La conservación de los lugares patrimoniales, y en particular de los sitios arqueológicos, es una tarea compleja. Muchos de ellos albergan construcciones antiquísimas, cuyas fábricas desafían a diario el paso del tiempo. Sus restos se conservaron en buena forma por la protección que les brindaba el hecho de haber permanecido enterrados, con unas condiciones estables y adecuadas; y en el momento en que los sacamos a la luz, retiramos esa capa protectora natural, y los exponemos a todo un conjunto de elementos que los deterioran activamente, y en ocasiones, de forma veloz. El clima, los agentes de erosión físicos, los microorganismos, o incluso la presencia del ser humano y sus actividades, pueden resultar tremendamente agresivos hacia unos restos que habían permanecido ajenos a todos estos factores. Hay que entender también que el hecho de permanecer enterrados no garantiza la conservación de todos los materiales antiguos. Muchos de ellos tienen grandes dificultades para llegar en condiciones adecuadas a nuestros días. Para que se hagan una idea los lectores, basta observar todo lo que nos rodea en nuestras casas a diario. Todo aquello que esté fabricado con materiales orgánicos, como puedan ser las maderas, los textiles, el papel, etc., con toda seguridad desaparecería en poco tiempo si quedase sepultado. Muebles, ropas, documentos… Nada de eso encontrarían los arqueólogos del futuro sobre nosotros, salvo casos muy excepcionales.
La labor cotidiana de los profesionales de la conservación consiste en controlar las condiciones que afectan a los sitios patrimoniales y sus bienes, de manera que se evite a futuro los daños que estas condiciones generan.
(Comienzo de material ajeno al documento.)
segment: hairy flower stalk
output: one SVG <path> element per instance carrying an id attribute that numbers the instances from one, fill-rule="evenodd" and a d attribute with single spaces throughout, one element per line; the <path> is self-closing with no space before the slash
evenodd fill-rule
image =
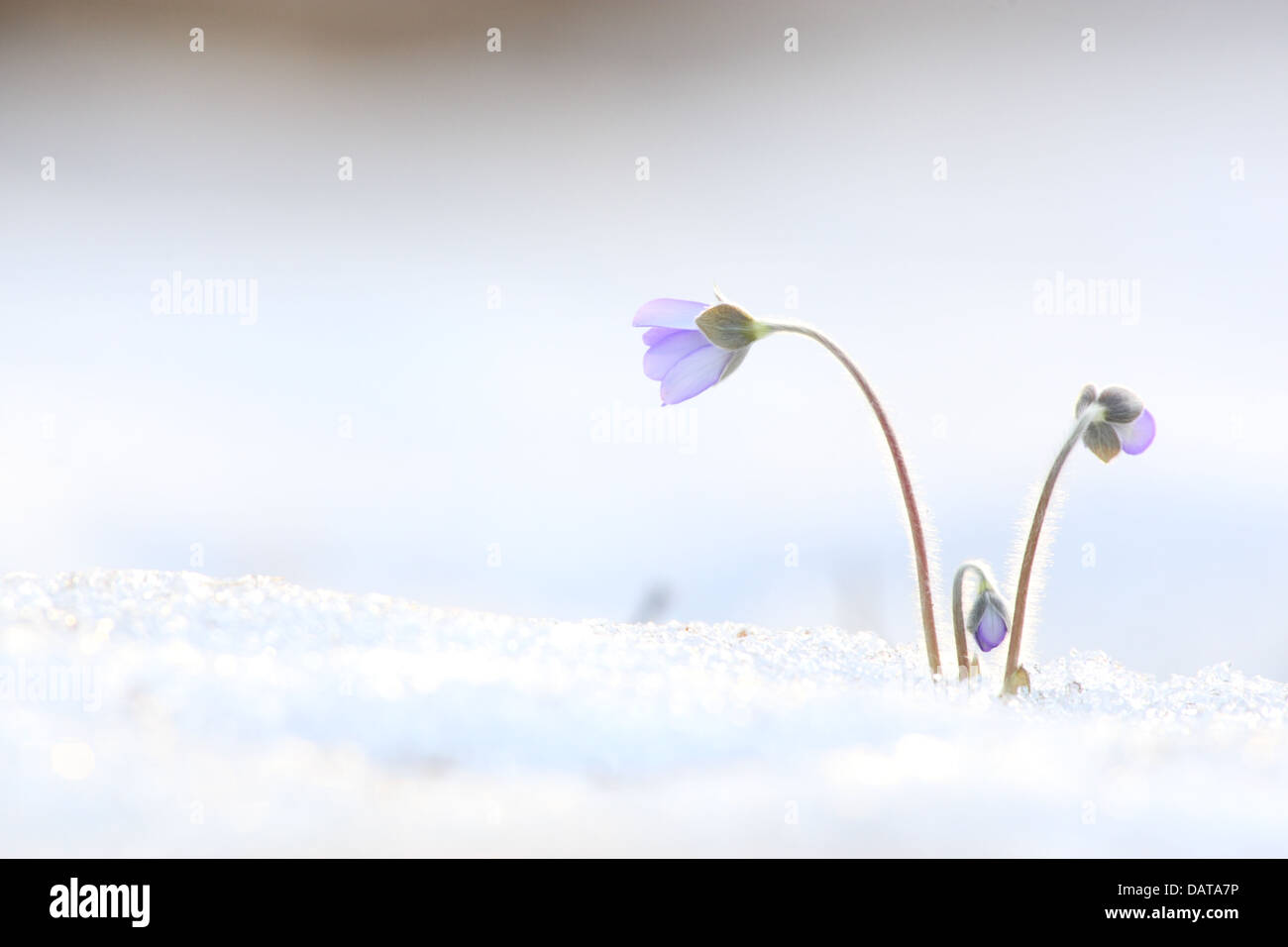
<path id="1" fill-rule="evenodd" d="M 1077 420 L 1060 452 L 1047 473 L 1038 505 L 1033 512 L 1033 524 L 1029 539 L 1024 544 L 1024 558 L 1020 560 L 1020 577 L 1015 586 L 1015 622 L 1011 626 L 1011 647 L 1006 652 L 1006 670 L 1002 674 L 1002 693 L 1012 694 L 1028 682 L 1028 673 L 1020 667 L 1020 642 L 1024 635 L 1024 607 L 1029 600 L 1029 580 L 1033 576 L 1033 560 L 1037 558 L 1038 539 L 1042 535 L 1042 522 L 1046 519 L 1055 482 L 1060 477 L 1064 461 L 1069 459 L 1078 438 L 1104 463 L 1109 463 L 1119 451 L 1141 454 L 1154 442 L 1154 416 L 1145 410 L 1144 402 L 1126 388 L 1106 388 L 1096 396 L 1094 385 L 1086 385 L 1078 396 Z"/>
<path id="2" fill-rule="evenodd" d="M 808 336 L 831 352 L 845 366 L 876 414 L 877 424 L 881 425 L 881 433 L 885 434 L 890 456 L 894 460 L 899 492 L 903 495 L 903 504 L 908 513 L 908 527 L 912 533 L 926 657 L 930 661 L 931 674 L 939 674 L 939 639 L 935 635 L 935 612 L 930 597 L 930 558 L 926 553 L 921 512 L 912 493 L 912 478 L 908 475 L 903 451 L 899 448 L 894 429 L 890 426 L 890 419 L 886 417 L 876 392 L 872 390 L 872 385 L 868 384 L 841 347 L 813 326 L 795 320 L 757 320 L 741 307 L 725 300 L 719 292 L 716 296 L 720 301 L 715 305 L 680 299 L 654 299 L 640 308 L 635 314 L 634 325 L 648 327 L 644 334 L 644 343 L 649 347 L 644 354 L 644 374 L 662 383 L 663 405 L 676 405 L 723 381 L 742 365 L 752 343 L 773 332 L 795 332 Z"/>
<path id="3" fill-rule="evenodd" d="M 912 558 L 917 567 L 917 593 L 921 599 L 921 630 L 926 636 L 926 657 L 930 661 L 930 673 L 939 674 L 939 638 L 935 634 L 935 606 L 930 597 L 930 557 L 926 554 L 926 536 L 921 527 L 921 512 L 917 506 L 917 499 L 912 493 L 912 478 L 908 475 L 908 464 L 903 459 L 903 451 L 899 448 L 898 439 L 895 439 L 890 419 L 886 417 L 885 408 L 881 407 L 881 402 L 877 399 L 877 393 L 872 390 L 872 385 L 868 384 L 868 380 L 863 378 L 858 366 L 850 361 L 850 357 L 845 354 L 840 345 L 804 322 L 768 325 L 775 331 L 796 332 L 797 335 L 813 339 L 836 356 L 836 359 L 845 366 L 845 370 L 850 372 L 850 376 L 859 385 L 859 390 L 863 392 L 863 397 L 868 399 L 868 405 L 872 407 L 872 414 L 877 417 L 877 424 L 881 425 L 881 433 L 885 434 L 886 446 L 890 448 L 890 459 L 894 461 L 895 475 L 899 478 L 899 492 L 903 495 L 903 506 L 908 513 L 908 531 L 912 533 Z"/>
A esto lo llamamos conservación preventiva, y trata de evitar que los deterioros posibles aparezcan y avancen. En aquellas situaciones en que los daños ya existen, y afectan a la existencia de estos lugares, se llevan a cabo procesos de intervención más agresivos y directos, que buscan, no sólo controlar el daño, sino revertirlo si es posible. A eso lo llamamos conservación curativa. Sólo en el caso en que el daño haya sido grave y afecte a la propia comprensión y la pervivencia de un bien cultural, llevamos a cabo su restauración, que sería el escalón más alto de la propia acción de los conservadores, y que requiere un mayor grado de intervención, reconstruyendo físicamente total o parcialmente este elemento.
Cada lugar, cada monumento, cada material, requiere de unas condiciones diferentes para su conservación. Tiwanaku no es una excepción. Todos los sitios de naturaleza arqueológica, y en particular los sitios Patrimonio Mundial, son ancianos que tienen una mala salud de hierro. Para garantizar su futuro es preciso contar con planes de conservación y manejo, que estructuren los trabajos de forma científica y sistemática; y profesionales adecuados, con formación y experiencia en la materia, que sepan aplicarlos adecuadamente, y corregir aquellas cuestiones en las que los planes puedan errar. Su combinación apropiada, que intentamos promover y garantizar desde la acción de organismos internacionales como Unesco, es la mejor fórmula para que nuestras hijas e hijos podrán disfrutar y aprender de lugares como Tiwanaku.
El autor es Consultor Internacional.